It is in this post that you will all come to find out that I am an unreliable blogger/narrator at best, a blatant hypocrite at worst. For all my “Getting Started” posts that wax poetic on beginner-friendly techniques and easing into the art of sewing, I took a more Baptism-by-fire approach to my own craft.
I’m not sure what possessed me. I’m really not. I’d sewn off and on for years, completing the occasional simple skirt, pajama pant, or costume here and there, but it was not until one fateful Halloween and one steampunk-looking getup way outside my comfort zone that I dove headfirst into seriously sewing. My occasional hobby blossomed into obsession because of this little project.
This project was my therapy. I was living in my very first big girl apartment alone (except for my assistant dressmaker, Jade, pictured in one of the shots below) in Birmingham, Alabama during the fall of 2014. My husband was on the other side of the world, and man was I depressed. My family lived about 45 minutes away, and I was working a full-time job I despised where I felt that my soul and creativity were being slowly crushed and my mental health was deteriorating. Though the main issue stemmed from the corporate office and most of my coworkers were delightful people, there were one or two problematic individuals in my office whose interactions genuinely made me feel sick to my stomach. In general, the idea of a root canal was preferable to coming into work each day. I was also working a part-time job as a social media manager for someone I’ll describe as a “religious leader” whose toxic rhetoric was not not at all in line with my personal beliefs—spiritual, social, political or otherwise. Suffice it to say, my outlook was… not good.

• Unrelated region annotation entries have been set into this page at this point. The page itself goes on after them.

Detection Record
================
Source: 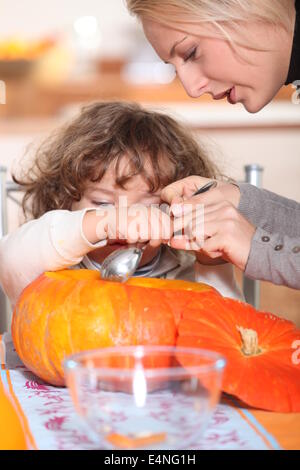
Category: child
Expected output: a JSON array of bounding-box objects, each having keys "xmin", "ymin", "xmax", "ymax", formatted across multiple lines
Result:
[{"xmin": 0, "ymin": 102, "xmax": 242, "ymax": 306}]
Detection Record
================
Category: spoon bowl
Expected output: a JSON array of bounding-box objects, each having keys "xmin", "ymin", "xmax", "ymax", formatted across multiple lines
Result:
[{"xmin": 101, "ymin": 245, "xmax": 146, "ymax": 282}]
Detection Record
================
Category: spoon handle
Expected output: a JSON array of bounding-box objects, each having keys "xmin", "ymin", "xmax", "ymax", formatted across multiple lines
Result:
[{"xmin": 193, "ymin": 181, "xmax": 218, "ymax": 196}]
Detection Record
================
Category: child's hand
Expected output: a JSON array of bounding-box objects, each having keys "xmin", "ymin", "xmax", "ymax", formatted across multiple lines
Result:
[{"xmin": 83, "ymin": 204, "xmax": 173, "ymax": 246}]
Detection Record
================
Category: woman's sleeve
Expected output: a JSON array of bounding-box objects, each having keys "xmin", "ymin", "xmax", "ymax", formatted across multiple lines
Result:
[
  {"xmin": 195, "ymin": 261, "xmax": 245, "ymax": 301},
  {"xmin": 0, "ymin": 209, "xmax": 106, "ymax": 305},
  {"xmin": 245, "ymin": 227, "xmax": 300, "ymax": 289},
  {"xmin": 238, "ymin": 183, "xmax": 300, "ymax": 237},
  {"xmin": 238, "ymin": 183, "xmax": 300, "ymax": 289}
]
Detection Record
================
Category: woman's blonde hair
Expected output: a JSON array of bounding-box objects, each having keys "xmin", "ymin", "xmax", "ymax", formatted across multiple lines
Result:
[
  {"xmin": 126, "ymin": 0, "xmax": 293, "ymax": 49},
  {"xmin": 13, "ymin": 101, "xmax": 221, "ymax": 218}
]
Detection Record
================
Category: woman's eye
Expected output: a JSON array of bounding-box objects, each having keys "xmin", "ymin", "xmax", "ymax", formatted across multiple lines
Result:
[
  {"xmin": 183, "ymin": 47, "xmax": 197, "ymax": 62},
  {"xmin": 91, "ymin": 201, "xmax": 114, "ymax": 206}
]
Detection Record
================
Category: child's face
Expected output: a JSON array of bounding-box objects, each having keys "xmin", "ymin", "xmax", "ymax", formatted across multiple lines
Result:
[{"xmin": 72, "ymin": 158, "xmax": 162, "ymax": 266}]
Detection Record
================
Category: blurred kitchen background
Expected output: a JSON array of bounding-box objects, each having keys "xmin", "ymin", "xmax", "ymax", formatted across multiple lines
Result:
[{"xmin": 0, "ymin": 0, "xmax": 300, "ymax": 325}]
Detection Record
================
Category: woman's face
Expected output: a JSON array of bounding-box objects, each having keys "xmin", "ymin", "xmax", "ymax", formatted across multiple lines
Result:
[{"xmin": 143, "ymin": 20, "xmax": 292, "ymax": 113}]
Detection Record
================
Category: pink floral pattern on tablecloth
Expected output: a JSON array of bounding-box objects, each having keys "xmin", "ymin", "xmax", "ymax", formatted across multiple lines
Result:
[{"xmin": 1, "ymin": 335, "xmax": 278, "ymax": 450}]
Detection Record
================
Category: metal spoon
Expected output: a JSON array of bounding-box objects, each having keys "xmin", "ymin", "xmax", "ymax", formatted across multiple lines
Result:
[{"xmin": 101, "ymin": 181, "xmax": 218, "ymax": 282}]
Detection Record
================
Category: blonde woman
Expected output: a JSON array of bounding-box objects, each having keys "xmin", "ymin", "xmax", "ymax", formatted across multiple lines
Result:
[{"xmin": 127, "ymin": 0, "xmax": 300, "ymax": 289}]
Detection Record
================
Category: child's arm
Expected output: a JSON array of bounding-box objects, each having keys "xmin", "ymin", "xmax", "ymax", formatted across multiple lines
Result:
[{"xmin": 0, "ymin": 209, "xmax": 107, "ymax": 305}]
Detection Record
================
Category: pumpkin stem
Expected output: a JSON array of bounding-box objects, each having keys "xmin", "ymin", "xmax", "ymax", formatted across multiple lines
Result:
[{"xmin": 237, "ymin": 326, "xmax": 261, "ymax": 356}]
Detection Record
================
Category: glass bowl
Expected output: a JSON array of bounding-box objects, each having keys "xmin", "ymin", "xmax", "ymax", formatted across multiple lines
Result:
[{"xmin": 64, "ymin": 346, "xmax": 226, "ymax": 450}]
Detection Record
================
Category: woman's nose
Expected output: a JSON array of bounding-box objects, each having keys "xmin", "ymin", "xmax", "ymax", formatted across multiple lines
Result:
[{"xmin": 177, "ymin": 71, "xmax": 209, "ymax": 98}]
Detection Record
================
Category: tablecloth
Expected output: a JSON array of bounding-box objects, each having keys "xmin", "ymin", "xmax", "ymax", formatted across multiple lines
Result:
[{"xmin": 0, "ymin": 333, "xmax": 300, "ymax": 450}]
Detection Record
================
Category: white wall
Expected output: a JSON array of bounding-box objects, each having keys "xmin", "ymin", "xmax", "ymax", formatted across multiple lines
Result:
[{"xmin": 0, "ymin": 0, "xmax": 137, "ymax": 56}]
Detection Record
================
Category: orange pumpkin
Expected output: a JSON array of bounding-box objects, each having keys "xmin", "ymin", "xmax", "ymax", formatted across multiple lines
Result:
[
  {"xmin": 0, "ymin": 381, "xmax": 28, "ymax": 450},
  {"xmin": 12, "ymin": 270, "xmax": 220, "ymax": 385},
  {"xmin": 177, "ymin": 293, "xmax": 300, "ymax": 412}
]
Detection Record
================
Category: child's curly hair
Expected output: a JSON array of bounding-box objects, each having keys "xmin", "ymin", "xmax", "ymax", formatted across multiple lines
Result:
[{"xmin": 13, "ymin": 102, "xmax": 218, "ymax": 218}]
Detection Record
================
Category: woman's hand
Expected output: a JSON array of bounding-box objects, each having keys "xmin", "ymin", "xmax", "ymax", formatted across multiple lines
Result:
[{"xmin": 162, "ymin": 176, "xmax": 256, "ymax": 270}]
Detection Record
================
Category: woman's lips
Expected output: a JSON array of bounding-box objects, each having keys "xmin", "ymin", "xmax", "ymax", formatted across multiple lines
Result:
[
  {"xmin": 227, "ymin": 87, "xmax": 237, "ymax": 104},
  {"xmin": 214, "ymin": 86, "xmax": 236, "ymax": 104}
]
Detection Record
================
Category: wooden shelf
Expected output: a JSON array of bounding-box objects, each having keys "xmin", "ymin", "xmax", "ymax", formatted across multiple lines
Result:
[{"xmin": 0, "ymin": 74, "xmax": 294, "ymax": 117}]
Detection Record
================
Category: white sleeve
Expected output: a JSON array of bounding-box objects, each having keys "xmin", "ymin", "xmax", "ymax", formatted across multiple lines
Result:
[
  {"xmin": 195, "ymin": 261, "xmax": 245, "ymax": 301},
  {"xmin": 0, "ymin": 209, "xmax": 107, "ymax": 305}
]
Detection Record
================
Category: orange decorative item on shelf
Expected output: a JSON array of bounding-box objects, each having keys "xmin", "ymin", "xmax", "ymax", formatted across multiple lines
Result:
[
  {"xmin": 12, "ymin": 270, "xmax": 219, "ymax": 385},
  {"xmin": 177, "ymin": 296, "xmax": 300, "ymax": 412}
]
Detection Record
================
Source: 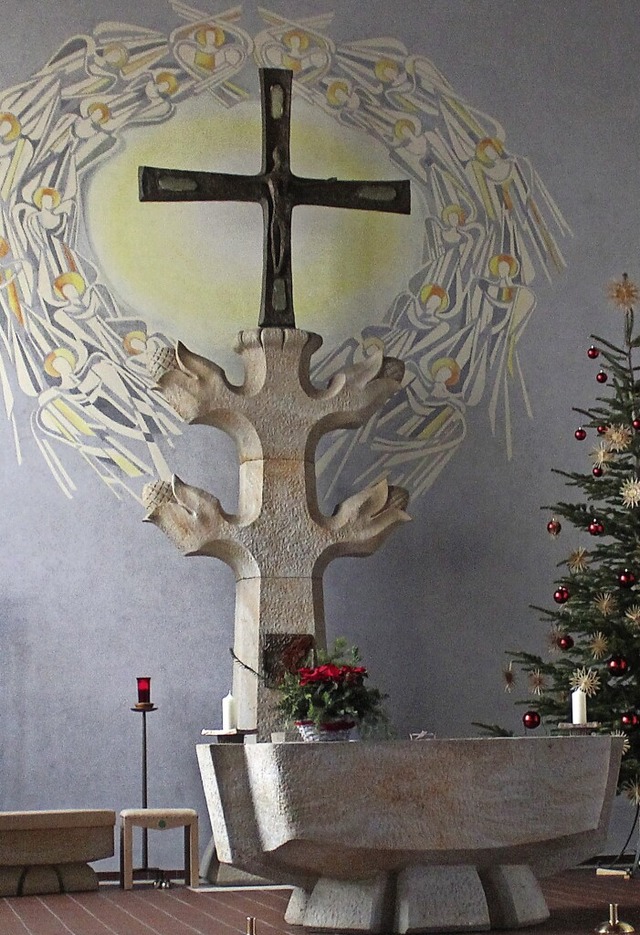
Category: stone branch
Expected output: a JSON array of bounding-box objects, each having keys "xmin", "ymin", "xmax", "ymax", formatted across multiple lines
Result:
[{"xmin": 144, "ymin": 328, "xmax": 409, "ymax": 740}]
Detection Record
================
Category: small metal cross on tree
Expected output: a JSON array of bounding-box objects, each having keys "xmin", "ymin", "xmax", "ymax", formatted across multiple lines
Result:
[{"xmin": 139, "ymin": 68, "xmax": 411, "ymax": 328}]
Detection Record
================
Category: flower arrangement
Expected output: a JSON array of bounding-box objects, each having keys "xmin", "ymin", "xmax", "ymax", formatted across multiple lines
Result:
[{"xmin": 278, "ymin": 637, "xmax": 389, "ymax": 736}]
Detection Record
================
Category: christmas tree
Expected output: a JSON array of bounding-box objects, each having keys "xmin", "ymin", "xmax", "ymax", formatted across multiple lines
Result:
[{"xmin": 478, "ymin": 274, "xmax": 640, "ymax": 804}]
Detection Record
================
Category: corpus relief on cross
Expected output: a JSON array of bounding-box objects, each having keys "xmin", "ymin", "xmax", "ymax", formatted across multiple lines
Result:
[{"xmin": 140, "ymin": 68, "xmax": 411, "ymax": 328}]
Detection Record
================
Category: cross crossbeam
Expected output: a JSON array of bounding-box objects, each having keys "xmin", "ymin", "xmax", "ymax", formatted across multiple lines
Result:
[{"xmin": 139, "ymin": 68, "xmax": 411, "ymax": 328}]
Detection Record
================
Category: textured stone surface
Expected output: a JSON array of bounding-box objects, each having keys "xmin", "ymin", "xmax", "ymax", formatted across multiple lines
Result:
[
  {"xmin": 302, "ymin": 874, "xmax": 392, "ymax": 932},
  {"xmin": 480, "ymin": 865, "xmax": 549, "ymax": 929},
  {"xmin": 0, "ymin": 809, "xmax": 116, "ymax": 866},
  {"xmin": 197, "ymin": 736, "xmax": 622, "ymax": 932},
  {"xmin": 144, "ymin": 328, "xmax": 409, "ymax": 740},
  {"xmin": 393, "ymin": 866, "xmax": 491, "ymax": 935},
  {"xmin": 0, "ymin": 809, "xmax": 116, "ymax": 896}
]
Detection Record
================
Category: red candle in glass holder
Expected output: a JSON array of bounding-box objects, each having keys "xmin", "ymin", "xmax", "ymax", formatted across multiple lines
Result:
[{"xmin": 136, "ymin": 676, "xmax": 151, "ymax": 704}]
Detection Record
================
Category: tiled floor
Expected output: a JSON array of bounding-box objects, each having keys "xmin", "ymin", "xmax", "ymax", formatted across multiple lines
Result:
[{"xmin": 0, "ymin": 870, "xmax": 640, "ymax": 935}]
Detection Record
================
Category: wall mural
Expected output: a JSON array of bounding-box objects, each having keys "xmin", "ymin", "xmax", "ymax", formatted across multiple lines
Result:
[{"xmin": 0, "ymin": 0, "xmax": 569, "ymax": 499}]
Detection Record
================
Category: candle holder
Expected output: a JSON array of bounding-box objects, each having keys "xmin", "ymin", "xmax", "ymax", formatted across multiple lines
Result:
[
  {"xmin": 594, "ymin": 903, "xmax": 635, "ymax": 935},
  {"xmin": 131, "ymin": 676, "xmax": 158, "ymax": 878}
]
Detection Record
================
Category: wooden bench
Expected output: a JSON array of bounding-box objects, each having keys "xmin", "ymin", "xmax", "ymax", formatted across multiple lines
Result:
[
  {"xmin": 120, "ymin": 808, "xmax": 199, "ymax": 890},
  {"xmin": 0, "ymin": 809, "xmax": 116, "ymax": 896}
]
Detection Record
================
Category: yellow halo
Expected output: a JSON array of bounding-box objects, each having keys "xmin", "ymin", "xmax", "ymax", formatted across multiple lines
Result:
[
  {"xmin": 194, "ymin": 23, "xmax": 226, "ymax": 49},
  {"xmin": 476, "ymin": 136, "xmax": 504, "ymax": 165},
  {"xmin": 282, "ymin": 29, "xmax": 309, "ymax": 52},
  {"xmin": 53, "ymin": 273, "xmax": 87, "ymax": 299},
  {"xmin": 327, "ymin": 81, "xmax": 349, "ymax": 107},
  {"xmin": 374, "ymin": 58, "xmax": 400, "ymax": 84},
  {"xmin": 122, "ymin": 331, "xmax": 147, "ymax": 357},
  {"xmin": 440, "ymin": 204, "xmax": 467, "ymax": 226},
  {"xmin": 155, "ymin": 71, "xmax": 180, "ymax": 95},
  {"xmin": 33, "ymin": 188, "xmax": 61, "ymax": 208},
  {"xmin": 87, "ymin": 101, "xmax": 111, "ymax": 123},
  {"xmin": 420, "ymin": 282, "xmax": 449, "ymax": 312},
  {"xmin": 430, "ymin": 357, "xmax": 460, "ymax": 386},
  {"xmin": 44, "ymin": 347, "xmax": 78, "ymax": 379},
  {"xmin": 0, "ymin": 110, "xmax": 21, "ymax": 143},
  {"xmin": 489, "ymin": 253, "xmax": 520, "ymax": 278}
]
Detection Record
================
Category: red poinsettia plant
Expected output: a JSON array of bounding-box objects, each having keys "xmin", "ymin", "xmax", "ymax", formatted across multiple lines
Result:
[{"xmin": 278, "ymin": 637, "xmax": 388, "ymax": 734}]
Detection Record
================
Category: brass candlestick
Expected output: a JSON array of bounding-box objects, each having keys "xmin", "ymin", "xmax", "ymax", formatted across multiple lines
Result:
[{"xmin": 595, "ymin": 903, "xmax": 635, "ymax": 935}]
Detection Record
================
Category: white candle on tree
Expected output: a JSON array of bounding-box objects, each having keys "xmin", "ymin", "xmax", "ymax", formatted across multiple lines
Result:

When the month of October rolled around, my spirits lifted a bit. I’ve always loved fall, and I’ve always loved Halloween. This time of change has always made me feel like maybe there is just a little bit of magic in the world, and that we just have to harness it to create something lovely to counteract the not-so-lovely. Plus, this time of year, the searing Southern heat lifts enough for one to get a little fancy with textiles: layers and suede and velvet and heavy brocades, oh my! It’s the stuff of dreams. And I decided that, this year, though I had no real plans for October 31st yet, I was going to treat myself to something grand, frothy, and superfluous. I found my dream costume: Simplicity 1819. It was big! It was eccentric! It was far beyond the short reach of my skill level because I barely knew how to adjust the stitch length on my sewing machine at the time! And it was going to be mine, so help me.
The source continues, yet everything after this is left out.